Tracking ratings trajectories. A horse whose rating has gone 70-75-78-82 over four runs is clearly improving. One whose rating has gone 92-89-86-82 is going the wrong way. But context matters. A horse dropping from 92 to 82 might have had excuses for every run. Or it might genuinely be declining. Knowing which is which is the skill.
Looking for horses ahead of their mark. This is the bread and butter of handicap betting. Horses that are better than their current rating — because they’ve been given time off, because they’ve been deliberately campaigned to lower their mark, or because they’re young and improving. The most profitable angle in handicap betting, historically, is backing improving horses before the handicapper catches up.
Trainers who manipulate the handicap. Let’s be direct about this. Some trainers are better than others at getting a horse’s rating down before targeting a specific race.
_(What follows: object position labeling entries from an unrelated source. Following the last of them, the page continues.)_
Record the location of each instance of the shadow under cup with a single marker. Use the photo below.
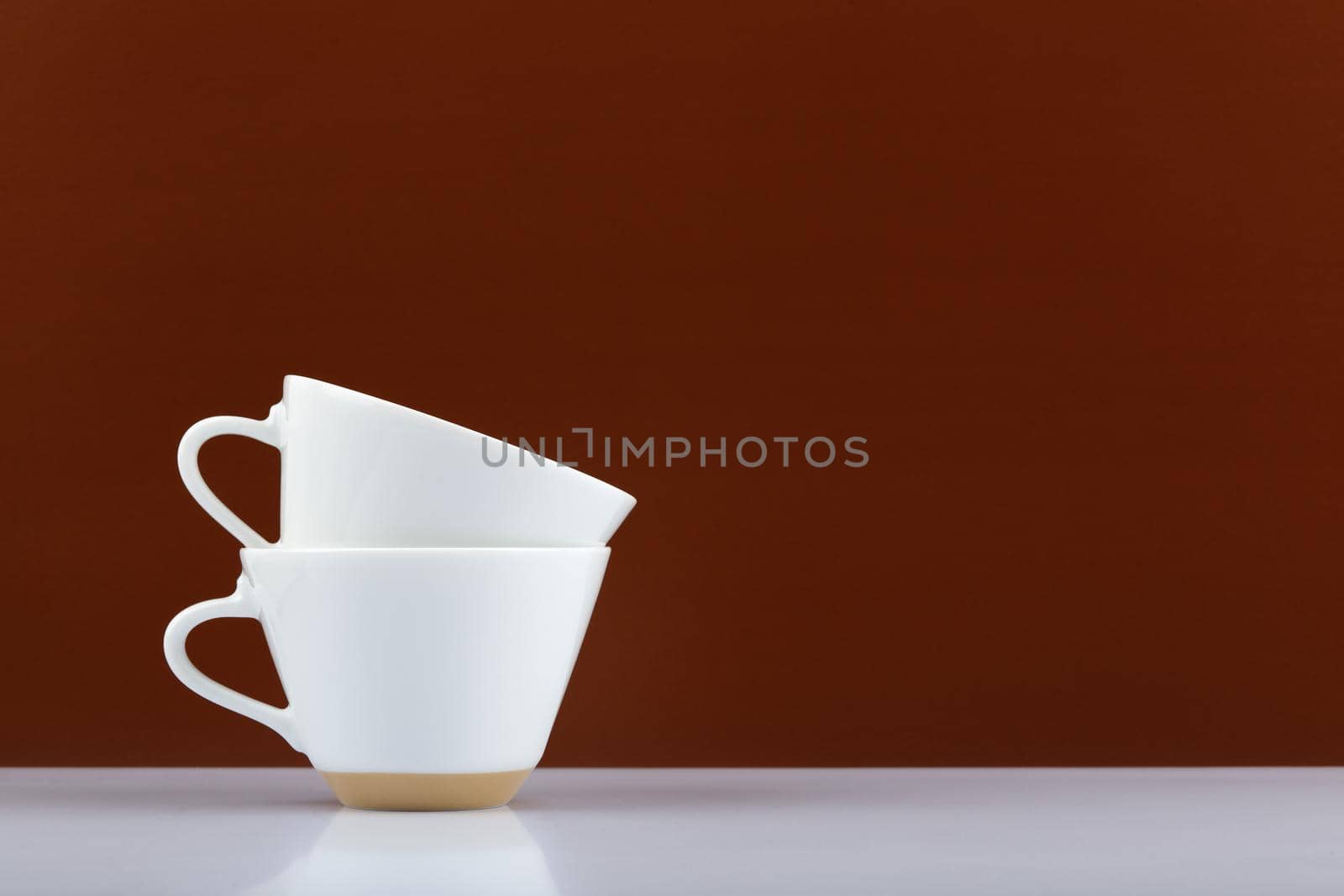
(417, 678)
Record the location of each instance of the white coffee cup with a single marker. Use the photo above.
(417, 678)
(360, 472)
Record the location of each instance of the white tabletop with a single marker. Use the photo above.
(1042, 832)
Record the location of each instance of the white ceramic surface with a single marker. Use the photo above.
(703, 832)
(360, 472)
(416, 661)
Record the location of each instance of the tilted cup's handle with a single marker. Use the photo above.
(239, 604)
(270, 432)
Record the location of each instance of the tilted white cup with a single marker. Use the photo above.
(417, 678)
(360, 472)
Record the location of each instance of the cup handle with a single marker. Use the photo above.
(239, 604)
(270, 432)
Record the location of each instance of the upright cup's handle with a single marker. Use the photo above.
(239, 604)
(270, 432)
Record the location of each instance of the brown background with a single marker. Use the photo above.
(1074, 270)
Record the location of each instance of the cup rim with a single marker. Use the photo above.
(440, 421)
(447, 551)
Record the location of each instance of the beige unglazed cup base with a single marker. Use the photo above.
(425, 793)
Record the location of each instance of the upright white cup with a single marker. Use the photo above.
(417, 679)
(360, 472)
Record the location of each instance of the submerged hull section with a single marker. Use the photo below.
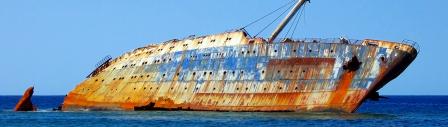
(230, 72)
It’s not cheating; it’s just part of the game. A trainer might run a horse over the wrong trip or on the wrong ground a few times, the rating drops, and then the horse appears in a race that suits perfectly off a lower mark. You can often spot this by looking at the conditions of a horse’s recent runs versus what it actually needs. If a proven soft-ground stayer has been running over a mile on fast ground and is now entered in a two-mile handicap on heavy ground, that’s worth a close look.
The handicapper isn’t always right
The BHA handicapping team is good. They have access to sectional timing data, race replays, and years of experience. But they’re working within a system that’s inherently reactive. They can only adjust ratings based on what’s happened, and horses don’t improve or decline in neat, predictable increments.
The most profitable horses to back in handicaps are the ones the handicapper hasn’t caught up with yet. Either they’ve improved between races (training, maturity, better fitness), or the handicapper overreacted to a poor run that had a specific excuse.
That’s what makes handicap betting interesting. You’re not just trying to pick the best horse; you’re trying to find the horse whose ability is furthest ahead of its official mark. Those two things are not the same.